Sea surface temperatures (SSTs) are between 29 - 30°C (84 - 86°F) across the northwest Caribbean and eastern Gulf, which is 1 - 2°C (2 - 4°F) above average for this time of year. Until Monday morning, Michael will be over waters in the Northwest Caribbean. These waters have some of the highest heat content of anywhere in the North Atlantic, since very warm water extends to a great depth. However, Michael is predicted to pass over a cool eddy with low heat content on Monday night after it passes through the Yucatan Channel between Cuba and the Yucatan Peninsula. But on Tuesday, Michael’s center will pass just to the east of a warm Loop Current eddy with high heat content, and if the system is well organized when it passes over the warm eddy, rapid intensification is possible. Even though it is early October, no cold fronts have yet chilled the waters near the central Gulf Coast, so very warm surface waters are in place to support Michael right up to landfall. Bottom line: expect Michael to be a Category 2 hurricane at landfall, with at least a 20% chance of being a Category 3.
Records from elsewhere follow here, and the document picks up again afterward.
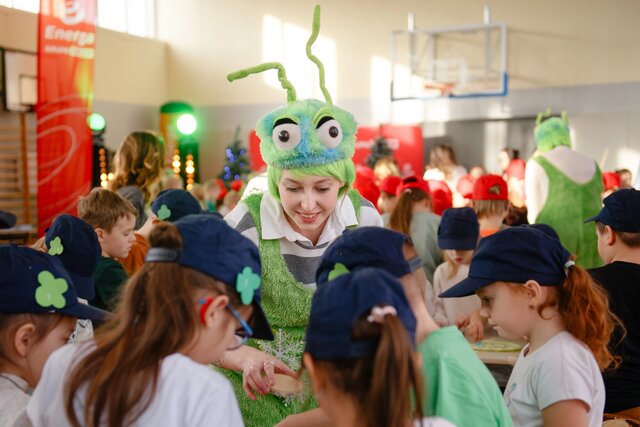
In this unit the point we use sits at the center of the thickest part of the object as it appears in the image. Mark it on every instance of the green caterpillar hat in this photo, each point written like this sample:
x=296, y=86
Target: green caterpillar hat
x=551, y=132
x=307, y=132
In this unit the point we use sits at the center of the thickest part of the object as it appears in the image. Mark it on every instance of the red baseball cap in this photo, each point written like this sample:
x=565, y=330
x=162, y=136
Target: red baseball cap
x=390, y=184
x=465, y=186
x=611, y=180
x=490, y=187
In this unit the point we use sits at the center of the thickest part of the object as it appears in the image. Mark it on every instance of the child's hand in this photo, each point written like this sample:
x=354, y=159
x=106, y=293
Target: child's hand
x=258, y=373
x=473, y=324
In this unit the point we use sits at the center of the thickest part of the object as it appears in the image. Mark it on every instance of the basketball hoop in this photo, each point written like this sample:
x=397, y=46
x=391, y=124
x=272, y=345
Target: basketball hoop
x=445, y=88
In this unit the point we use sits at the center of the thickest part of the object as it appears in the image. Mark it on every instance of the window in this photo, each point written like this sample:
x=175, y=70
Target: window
x=286, y=43
x=136, y=17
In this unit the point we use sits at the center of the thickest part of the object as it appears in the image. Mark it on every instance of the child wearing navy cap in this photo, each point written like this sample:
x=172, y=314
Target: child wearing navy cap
x=457, y=237
x=530, y=288
x=76, y=244
x=197, y=296
x=38, y=311
x=453, y=376
x=413, y=216
x=170, y=205
x=360, y=352
x=113, y=219
x=618, y=231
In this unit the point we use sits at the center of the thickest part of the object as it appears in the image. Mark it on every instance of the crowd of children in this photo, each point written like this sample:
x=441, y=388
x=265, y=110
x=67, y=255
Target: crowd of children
x=385, y=326
x=304, y=306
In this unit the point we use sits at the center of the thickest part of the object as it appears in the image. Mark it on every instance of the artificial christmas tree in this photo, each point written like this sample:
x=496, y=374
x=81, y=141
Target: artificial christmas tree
x=237, y=165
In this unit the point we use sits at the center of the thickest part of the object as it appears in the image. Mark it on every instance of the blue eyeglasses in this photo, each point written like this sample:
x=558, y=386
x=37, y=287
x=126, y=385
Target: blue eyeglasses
x=242, y=335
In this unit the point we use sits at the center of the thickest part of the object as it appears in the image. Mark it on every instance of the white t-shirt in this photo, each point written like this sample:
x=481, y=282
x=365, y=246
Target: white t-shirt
x=562, y=369
x=433, y=422
x=449, y=309
x=301, y=257
x=188, y=394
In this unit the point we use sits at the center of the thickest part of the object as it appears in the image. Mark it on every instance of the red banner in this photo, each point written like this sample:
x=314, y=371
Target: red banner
x=405, y=141
x=66, y=51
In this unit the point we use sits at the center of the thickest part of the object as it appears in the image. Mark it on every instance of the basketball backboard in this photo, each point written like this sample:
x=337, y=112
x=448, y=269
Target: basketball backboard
x=20, y=80
x=457, y=62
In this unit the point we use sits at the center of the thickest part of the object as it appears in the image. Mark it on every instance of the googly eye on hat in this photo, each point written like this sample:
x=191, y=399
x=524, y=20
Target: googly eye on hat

Figure 2. Maximum of the "Maximum Envelope of Waters" (MOM) storm tide images for a composite maximum surge for a large suite of possible mid-strength Category 2 hurricanes (sustained winds of 105 mph) hitting at high tide along the Florida Panhandle. What’s plotted here is the storm tide--the height above ground of the storm surge, plus an additional rise in case the storm hits at high tide. Empty brownish grid cells with no coloration show where no inundation is computed to occur. Inundation of 8 – 19’ can occur in a worst-case scenario along most of the coast. Note that not all sections of the coast will experience this surge level simultaneously; the peak values would occur near and to the right of the storm's center where it makes landfall. These images were created using the National Hurricane Center’s Sea, Lake, and Overland Surge from Hurricanes (SLOSH) model. See our storm surge inundation maps for the U.S. coast for more information.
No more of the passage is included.